Neben diesen Konfliktlinien lassen sich anhand des Waldes weitere aktuelle Krisenkonstellationen beobachten: Im Zuge militarisierter Grenzregime (v.a. in Europa und den USA) verlagern sich Flucht‑ und Migrationsrouten zunehmend in meist stark bewaldete Randgebiete (z.B. in die Grenzregion zwischen Kroatien, Bosnien und Herzegowina, auf die sogenannte Balkanroute nach Westeuropa in Serbien oder in den Darién-Wald zwischen Kolumbien und Panama als Hauptmigrationsroute von Süd‑ nach Nordamerika). Diese Verlagerung in Waldgebiete setzt Migrant:innen und geflüchtete Menschen aufgrund klimatischer Bedingungen oder zusätzlicher Bedrohung durch Sicherheitskräfte in extralegalen Räumen zunehmend einer Gefahr für Leib und Leben aus. Zudem entstehen neue Konfliktlinien zwischen migrantischen und bereits ansässigen, insb. indigenen Gruppen, deren Beziehung zum Wald wegen staatlicher Intervention ohnehin bereits prekär geworden ist (bspw. in den Chittagong Hill Tracts, Bangladesch) An anderer Stelle lässt sich auch die Coronapandemie seit dem Frühjahr 2020 mit einem Blick auf Wald verstehen: einerseits lässt sich das Coronoavirus als Zoonose selbst direkt auf das menschliche Eindringen in Waldgebiete zurückführen. Andererseits wurden Wälder und andere Naherholungsgebiete zu einem beliebten Orte zwischenmenschlicher Interaktion und menschlicher Zuwendung gegenüber der nicht-menschlichen Umwelt, während herkömmliche urbane Begegnungsorte nahezu vollständig verwaist waren. Die Bäume, so schien es, ersetzten die Passagen des städtischen Flaneurs. Schließlich wurde der Wald und das Holz als Rohstoff auch im Zuge des russischen Einmarsches in die Ukraine und der darauffolgenden Energiepreiskrise als alternativer Energieträger zunehmend relevant, wodurch unter anderem sowohl die Preise für Brennholz als auch für Waldgrundstücke in die Höhe schnellten.

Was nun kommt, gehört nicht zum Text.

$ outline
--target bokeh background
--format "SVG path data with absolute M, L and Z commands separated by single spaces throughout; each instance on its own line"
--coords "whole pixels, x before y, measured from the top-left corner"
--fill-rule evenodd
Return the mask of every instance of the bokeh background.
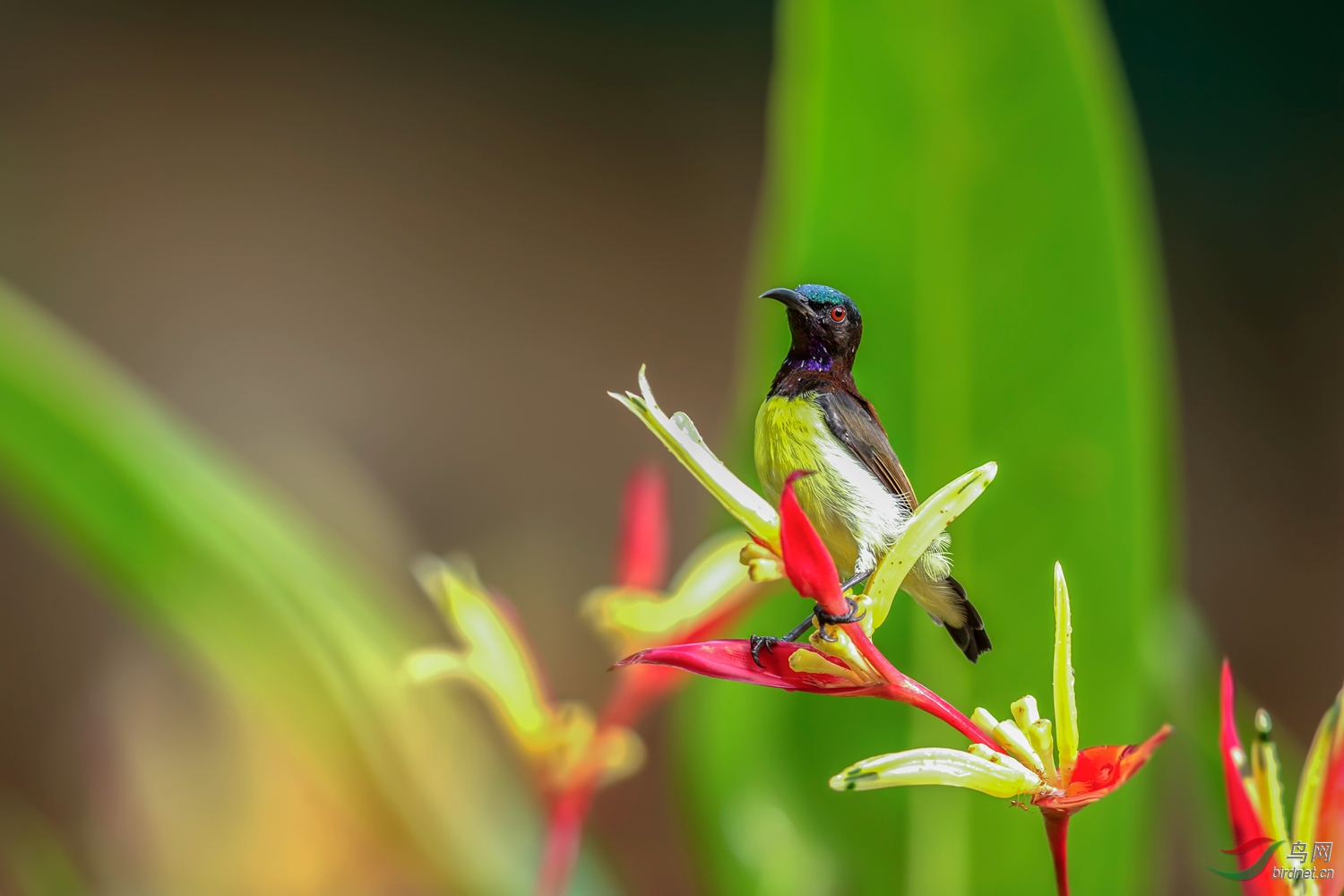
M 1305 740 L 1344 678 L 1341 13 L 1106 13 L 1160 223 L 1181 580 Z M 646 363 L 711 445 L 735 435 L 771 4 L 48 3 L 4 21 L 0 274 L 409 606 L 410 557 L 469 551 L 546 633 L 555 689 L 599 699 L 605 654 L 574 606 L 607 578 L 624 474 L 659 458 L 606 390 Z M 710 508 L 671 481 L 680 555 Z M 168 732 L 198 814 L 238 811 L 219 768 L 285 778 L 237 759 L 191 657 L 7 509 L 0 568 L 0 793 L 82 876 L 163 861 L 118 799 L 128 713 Z M 595 817 L 633 893 L 704 885 L 664 724 Z M 242 850 L 271 892 L 421 892 L 376 825 L 302 787 L 277 802 L 259 811 L 292 823 Z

All diese Kontexte laden dazu ein, den Wald nicht nur als ökologischen und schon gar nicht „natürlichen“, sondern als sozialen, verrechtlichten und politischen Raum innerhalb aktueller Krisendynamiken zu verstehen. In diesem Sinne lädt dieser Call for Papers ein, sich aus einer sozialwissenschaftlichen Perspektive mit unterschiedlichen disziplinären, theoretischen und methodologischen Ansätzen bzw. anhand empirischer Fallstudien dem Thema Wald und den vielschichtigen Mensch-Wald-Beziehungen zu nähern. Im Mittelpunkt stehen nicht nur die ökologische, epistemische oder kosmologische Bedeutung von Wäldern, sondern auch ihre symbolische und politische Rolle im Kontext von Klimawandel, Ressourcennutzung, Ökonomie, Migration, und Umweltgerechtigkeit sowie die vielfältigen sozialen Praktiken im und mit dem Wald (care-Arbeit, Erholung, usw.).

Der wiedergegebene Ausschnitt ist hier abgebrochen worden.